Just days before the third anniversary of the disappearance of Malaysia Airlines Flight MH370, Australia’s former Prime Minister Tony Abbott said the search for the missing plane should continue at a location further south of where investigators believe the plane went down. The multimillion-dollar search for the Boeing 777-200 was suspended in January after no concrete clues leading to the plane’s whereabouts were found.
While talking Friday to News Corp Australia, Abbott stressed that he did not believe all search avenues had been exhausted and that the theory of the pilot’s “murder-suicide” must be probed. Flight MH370 went missing March 8, 2014, with 239 people on board while on its way from Kuala Lumpur to Beijing.
“There’s absolutely no doubt that while there is any, any reasonable prospective places to search we should still be searching, no doubt about that in my mind,” Abbot told the media. “I have always said the most plausible scenario was murder-suicide and if this guy wanted to create the world’s greatest mystery why wouldn’t he have piloted the thing to the very end and gone further south? Then there was the analyses that suggested there might be a prospective place to the north.”

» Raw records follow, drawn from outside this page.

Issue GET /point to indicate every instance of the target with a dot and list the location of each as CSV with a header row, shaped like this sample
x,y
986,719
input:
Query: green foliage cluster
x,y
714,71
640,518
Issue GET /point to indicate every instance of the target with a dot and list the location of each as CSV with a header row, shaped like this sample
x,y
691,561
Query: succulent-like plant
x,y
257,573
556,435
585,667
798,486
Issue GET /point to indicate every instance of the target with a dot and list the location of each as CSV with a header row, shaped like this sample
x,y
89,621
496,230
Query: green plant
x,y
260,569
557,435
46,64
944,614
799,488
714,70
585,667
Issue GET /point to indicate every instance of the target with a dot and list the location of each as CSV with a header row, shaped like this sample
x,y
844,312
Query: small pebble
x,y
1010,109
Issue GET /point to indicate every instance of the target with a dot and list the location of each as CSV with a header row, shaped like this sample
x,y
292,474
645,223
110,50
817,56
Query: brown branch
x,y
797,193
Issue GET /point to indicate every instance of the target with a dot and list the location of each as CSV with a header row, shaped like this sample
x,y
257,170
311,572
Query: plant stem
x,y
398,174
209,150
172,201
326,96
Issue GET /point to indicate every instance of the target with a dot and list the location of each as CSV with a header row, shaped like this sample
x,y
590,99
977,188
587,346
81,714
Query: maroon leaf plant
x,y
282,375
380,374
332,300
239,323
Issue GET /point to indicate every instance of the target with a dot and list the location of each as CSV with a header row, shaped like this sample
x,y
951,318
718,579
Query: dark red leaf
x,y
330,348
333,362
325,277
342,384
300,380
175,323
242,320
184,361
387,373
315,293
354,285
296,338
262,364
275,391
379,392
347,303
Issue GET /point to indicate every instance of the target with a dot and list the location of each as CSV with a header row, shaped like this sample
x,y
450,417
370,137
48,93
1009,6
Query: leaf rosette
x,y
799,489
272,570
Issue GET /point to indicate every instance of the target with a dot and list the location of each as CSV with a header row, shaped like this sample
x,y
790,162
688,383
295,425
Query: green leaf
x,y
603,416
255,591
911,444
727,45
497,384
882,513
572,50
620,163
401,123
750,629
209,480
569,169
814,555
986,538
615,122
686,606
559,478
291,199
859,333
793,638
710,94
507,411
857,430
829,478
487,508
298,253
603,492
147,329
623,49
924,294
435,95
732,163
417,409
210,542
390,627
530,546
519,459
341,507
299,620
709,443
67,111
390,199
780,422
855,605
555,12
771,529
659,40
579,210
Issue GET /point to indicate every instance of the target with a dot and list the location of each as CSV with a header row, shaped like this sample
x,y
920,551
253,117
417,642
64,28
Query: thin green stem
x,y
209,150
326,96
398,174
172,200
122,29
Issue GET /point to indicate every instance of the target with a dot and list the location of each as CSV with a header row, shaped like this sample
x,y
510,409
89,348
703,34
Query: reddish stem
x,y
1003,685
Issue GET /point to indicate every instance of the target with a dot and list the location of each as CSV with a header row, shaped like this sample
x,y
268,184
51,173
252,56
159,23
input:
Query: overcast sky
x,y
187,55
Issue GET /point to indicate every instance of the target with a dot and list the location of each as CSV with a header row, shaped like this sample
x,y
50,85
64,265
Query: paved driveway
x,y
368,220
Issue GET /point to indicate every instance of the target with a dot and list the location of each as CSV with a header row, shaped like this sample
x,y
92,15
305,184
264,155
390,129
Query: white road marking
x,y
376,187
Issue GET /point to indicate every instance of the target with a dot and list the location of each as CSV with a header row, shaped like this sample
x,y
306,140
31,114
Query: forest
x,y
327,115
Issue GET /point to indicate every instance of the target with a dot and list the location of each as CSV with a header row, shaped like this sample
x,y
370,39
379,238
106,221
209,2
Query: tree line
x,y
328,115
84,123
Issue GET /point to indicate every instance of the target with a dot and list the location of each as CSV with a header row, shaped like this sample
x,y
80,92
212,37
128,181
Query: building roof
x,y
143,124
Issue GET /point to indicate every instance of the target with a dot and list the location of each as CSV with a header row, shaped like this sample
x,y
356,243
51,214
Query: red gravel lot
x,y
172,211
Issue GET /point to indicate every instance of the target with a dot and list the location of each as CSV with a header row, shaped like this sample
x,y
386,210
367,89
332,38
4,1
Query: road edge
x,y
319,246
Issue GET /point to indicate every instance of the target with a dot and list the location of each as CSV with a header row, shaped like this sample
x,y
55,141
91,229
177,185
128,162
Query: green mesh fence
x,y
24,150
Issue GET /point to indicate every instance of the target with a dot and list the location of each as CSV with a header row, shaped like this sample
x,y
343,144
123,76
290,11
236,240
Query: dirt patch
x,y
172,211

He went on adding: “When you’ve got nearly 240 people missing, the greatest mystery of modern times, as long as there is any reasonable prospective place to search you just keep searching.”
Since the plane’s disappearance, several conspiracy theories made the rounds speculating the reason behind the mysterious disappearance of the jet.
Authorities believe that the plane was flying on autopilot as its pilots were either incapacitated or dead at the time of the crash. The plane may have later crashed into a remote part of the southern Indian Ocean — where the search operations were carried out for nearly three years — after it ran out of fuel. However, authorities were also looking into a scenario where someone was in control of the plane.
The rogue pilot theory was also considered by the FBI, which investigated the case, as it probed the background of pilot Captain Zaharie Ahmad Shah, but found no evidence to support the theory.
Underwater search vessels scoured a 46,000-square-mile area of the rugged ocean terrain to find the plane. The search, which was headed by Australia, cost more than $180 million. The only physical evidence in the search for the missing jet was the discovery of debris pieces on western Indian Ocean shorelines, some of which are believed to be from a Boeing 777-200 jet.